CO2-Emissionszertifikate als Anlageklasse: Die Finanzwelt interessiert sich zunehmend für die Preisentwicklung von Zertifikaten des Europäischen Emissionshandelssystems (ETS) sowie von Carbon Allowances des US-Bundesstaates Kalifornien. Sowohl das EU-ETS als auch das System des California Air Resources Board (CARB) operieren auf Basis eines „Cap and Trade“-Prinzips. Ein großer Unterschied zu konventionellen Rohstoffmärkten besteht darin, dass das Angebot an Zertifikaten planmäßig und regelmäßig sinkt. Die Folge ist eine Verknappung des Angebots. Derzeit bewegt sich der Preis für ein Emissionsrecht für eine Tonne CO2 in der EU unter 70 Euro. Prognosen zufolge könnte dieser Preis bis zum Jahresende deutlich ansteigen. Es entstehen bereits erste Anlageprodukte, die auch für Privatanleger zugänglich sind.
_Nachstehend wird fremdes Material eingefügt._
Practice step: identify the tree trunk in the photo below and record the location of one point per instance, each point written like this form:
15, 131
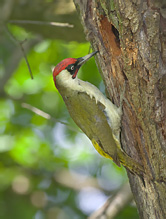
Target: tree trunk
131, 38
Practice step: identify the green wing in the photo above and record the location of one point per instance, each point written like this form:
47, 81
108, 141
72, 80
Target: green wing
92, 120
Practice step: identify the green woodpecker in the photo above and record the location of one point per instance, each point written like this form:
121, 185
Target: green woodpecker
94, 114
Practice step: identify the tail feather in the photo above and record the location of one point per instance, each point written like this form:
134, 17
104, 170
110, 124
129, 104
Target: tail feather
132, 165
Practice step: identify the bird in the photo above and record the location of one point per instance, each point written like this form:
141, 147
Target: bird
93, 113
Das Akronym ESG: Es wird (gerade in den USA) weiter politisiert – ganz besonders im Jahr der US-Präsidentschaftswahl. Konservative Milieus in den USA haben im sogenannten Woke Capitalism ein Feindbild gefunden. Republikanisch regierte Staaten wie Florida oder Texas erließen Verbote für der Berücksichtigung von ESG in der Verwaltung öffentlicher Gelder. Große Asset Manager sitzen zwischen den Stühlen – sie werden von Klima-Aktivisten und -Aktivistinnen zu mehr Fokus auf das Thema Nachhaltigkeit gedrängt, von konservativen Stimmen jedoch zum genauen Gegenteil. Immer öfter wird die Abkürzung ESG in der Außenkommunikation deshalb faktisch fallengelassen.

Fazit: Wichtig für Vermögensverwalter ist eine tiefgehende Auseinandersetzung mit den strategischen Implikationen, technischen Innovationen sowie regulatorischen Rahmenbedingungen der Klima-Transformation. Die Abkürzung ESG mag unter Druck geraten. Für die Themen, die in ihr stecken, gilt das keinesfalls.

Dr. Benedikt Herles ist Head of ESG Innovation & Insights bei KPMG.